Let \(A \in \mathbb C^{m \times n} \text{,}\) with \(m \geq n \text{,}\) and \(A = Q R\) be its QR factorization where, for simplicity, we assume that \(n \times n \) upper triangular matrix \(R \) is nonsingular. If \(R = \widehat U \widehat \Sigma \widehat V^H \) is the SVD of \(R \text{,}\) give the Reduced SVD of \(A \text{.}\)
which tells us the Reduced SVD \(A = U_L \Sigma_{TL} V_L^T\) where \(U_L = Q \widehat U \text{,}\) \(\Sigma_{TL} = \widehat \Sigma \text{,}\) and \(V_L = \widehat V \text{.}\)
While it would be nice if the upper triangular structure of \(R \) was helpful in computing its SVD, it is actually the fact that that matrix is square and small (if \(n \ll m\)) that is significant. For this reason, we now assume that we are interested in finding the SVD of a square matrix \(A \text{,}\) and ignore the fact that that matrix may be triangular.
Here are some more observations, details of which will become clear in the next units:
-
In Subsection 10.3.1, we saw that an \(m \times m \) Hermitian matrix can be reduced to tridiagonal form via a sequence of Householder transformations that are applied from the left and the right to the matrix. This then greatly reduced the cost of the QR algorithm that was used to compute the Spectral Decomposition.
In the next unit, we will see that one can similarly reduce a matrix to bidiagonal form, a matrix that has only a nonzero diagonal and super diagonal. In other words, there is a similarity transformation such that
\begin{equation*} A = Q_A B Q_A^H, \end{equation*}where \(B \) is bidiagonal. Conveniently, \(B \) can also be forced to be real-valued.

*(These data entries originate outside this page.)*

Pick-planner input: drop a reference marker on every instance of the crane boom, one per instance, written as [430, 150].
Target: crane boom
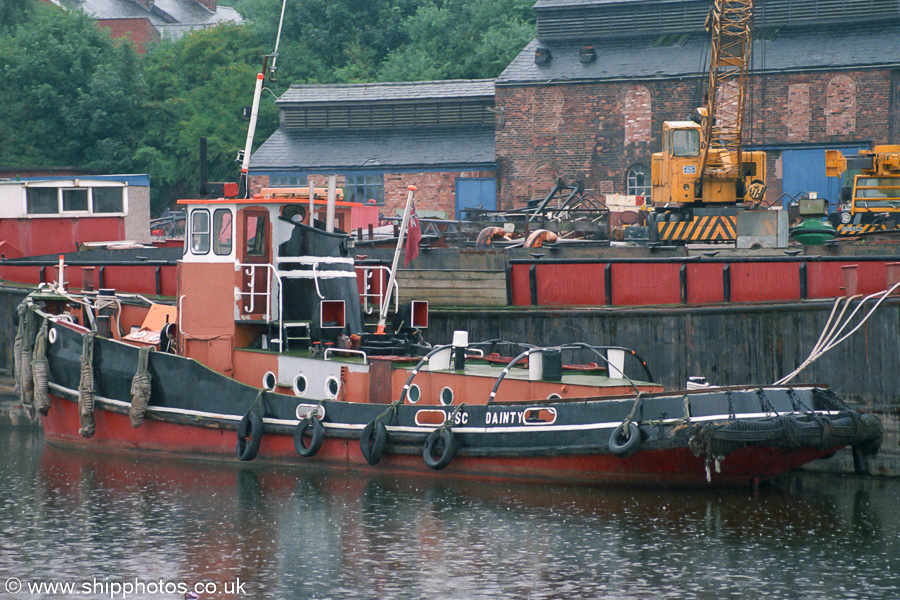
[729, 23]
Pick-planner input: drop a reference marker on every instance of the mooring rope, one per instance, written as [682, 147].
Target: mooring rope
[41, 370]
[86, 386]
[140, 388]
[17, 351]
[27, 373]
[829, 337]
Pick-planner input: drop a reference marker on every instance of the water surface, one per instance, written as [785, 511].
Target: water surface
[102, 522]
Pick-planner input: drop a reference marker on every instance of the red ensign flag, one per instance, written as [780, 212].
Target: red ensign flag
[413, 236]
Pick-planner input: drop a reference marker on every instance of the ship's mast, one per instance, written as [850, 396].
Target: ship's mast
[244, 157]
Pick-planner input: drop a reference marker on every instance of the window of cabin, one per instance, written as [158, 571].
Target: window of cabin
[686, 142]
[200, 231]
[256, 236]
[75, 200]
[364, 187]
[107, 200]
[222, 226]
[42, 201]
[638, 181]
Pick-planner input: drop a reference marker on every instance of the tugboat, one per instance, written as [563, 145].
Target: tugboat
[270, 355]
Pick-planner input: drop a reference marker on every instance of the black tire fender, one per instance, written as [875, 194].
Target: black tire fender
[317, 433]
[440, 447]
[249, 427]
[621, 447]
[372, 441]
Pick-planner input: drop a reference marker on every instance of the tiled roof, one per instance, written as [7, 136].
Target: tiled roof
[172, 18]
[383, 151]
[366, 92]
[803, 50]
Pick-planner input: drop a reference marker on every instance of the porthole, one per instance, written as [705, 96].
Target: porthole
[300, 385]
[446, 396]
[269, 380]
[332, 387]
[413, 394]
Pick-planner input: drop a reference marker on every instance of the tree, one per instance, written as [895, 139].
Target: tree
[197, 87]
[71, 95]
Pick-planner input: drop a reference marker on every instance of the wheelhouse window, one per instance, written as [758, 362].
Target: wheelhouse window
[200, 231]
[638, 183]
[42, 201]
[686, 142]
[362, 188]
[255, 233]
[222, 226]
[75, 200]
[107, 200]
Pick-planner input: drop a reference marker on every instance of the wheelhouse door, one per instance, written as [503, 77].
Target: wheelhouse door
[255, 255]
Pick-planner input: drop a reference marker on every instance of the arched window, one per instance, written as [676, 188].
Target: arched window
[638, 181]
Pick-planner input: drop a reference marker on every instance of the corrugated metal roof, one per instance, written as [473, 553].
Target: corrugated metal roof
[869, 47]
[396, 91]
[383, 151]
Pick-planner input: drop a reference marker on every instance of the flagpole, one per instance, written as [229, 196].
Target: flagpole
[386, 299]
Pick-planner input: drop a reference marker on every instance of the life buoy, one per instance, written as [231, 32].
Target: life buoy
[372, 441]
[537, 238]
[317, 433]
[627, 446]
[440, 447]
[250, 426]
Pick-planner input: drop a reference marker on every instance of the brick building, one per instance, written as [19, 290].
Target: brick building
[587, 98]
[379, 138]
[145, 21]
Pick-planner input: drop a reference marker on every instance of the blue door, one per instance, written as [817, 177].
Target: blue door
[804, 172]
[472, 192]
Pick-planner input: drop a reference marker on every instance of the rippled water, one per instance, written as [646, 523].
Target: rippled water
[102, 520]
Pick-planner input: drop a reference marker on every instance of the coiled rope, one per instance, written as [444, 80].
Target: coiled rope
[86, 386]
[140, 388]
[41, 370]
[834, 328]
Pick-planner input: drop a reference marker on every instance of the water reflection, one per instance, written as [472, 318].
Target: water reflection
[77, 516]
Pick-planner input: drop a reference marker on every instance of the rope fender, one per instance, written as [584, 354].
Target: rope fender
[41, 371]
[86, 386]
[140, 388]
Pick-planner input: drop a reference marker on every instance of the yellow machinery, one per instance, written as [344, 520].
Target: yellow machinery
[872, 196]
[702, 175]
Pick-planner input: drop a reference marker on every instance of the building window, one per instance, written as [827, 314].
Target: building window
[222, 227]
[42, 201]
[107, 200]
[200, 232]
[638, 183]
[362, 188]
[75, 200]
[287, 180]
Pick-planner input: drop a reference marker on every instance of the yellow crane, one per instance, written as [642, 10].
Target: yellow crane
[703, 174]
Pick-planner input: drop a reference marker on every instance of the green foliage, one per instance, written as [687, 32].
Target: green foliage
[196, 88]
[70, 94]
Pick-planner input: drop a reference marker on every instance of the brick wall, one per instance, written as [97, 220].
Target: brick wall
[594, 132]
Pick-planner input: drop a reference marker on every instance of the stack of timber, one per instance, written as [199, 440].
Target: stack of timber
[453, 287]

The observation now is that \(B^T B \) is a real-valued tridiagonal matrix. Thus, if we explicitly form \(T = B^T B \text{,}\) then we can employ the implicitly shifted QR algorithm (or any other tridiagonal eigensolver) to compute its Spectral Decomposition and from that construct the SVD of \(B\text{,}\) the SVD of the square matrix \(A \text{,}\) and the Reduced SVD of whatever original \(m \times n \) matrix we started with.
We don't want to explicitly form \(B^T B \) because the condition number of \(B \) equals the condition number of the original problem (since they are related via unitary transformations).
In the next units, we will find that we can again employ the Implicit Q Theorem to compute the SVD of \(B \text{,}\) inspired by the implicitly shifted QR algorithm. The algorithm we develop again casts all updates to \(B\) in terms of unitary transformations, yielding a highly accurate algorithm.
Putting these observations together yields a practical methodology for computing the Reduced SVD of a matrix.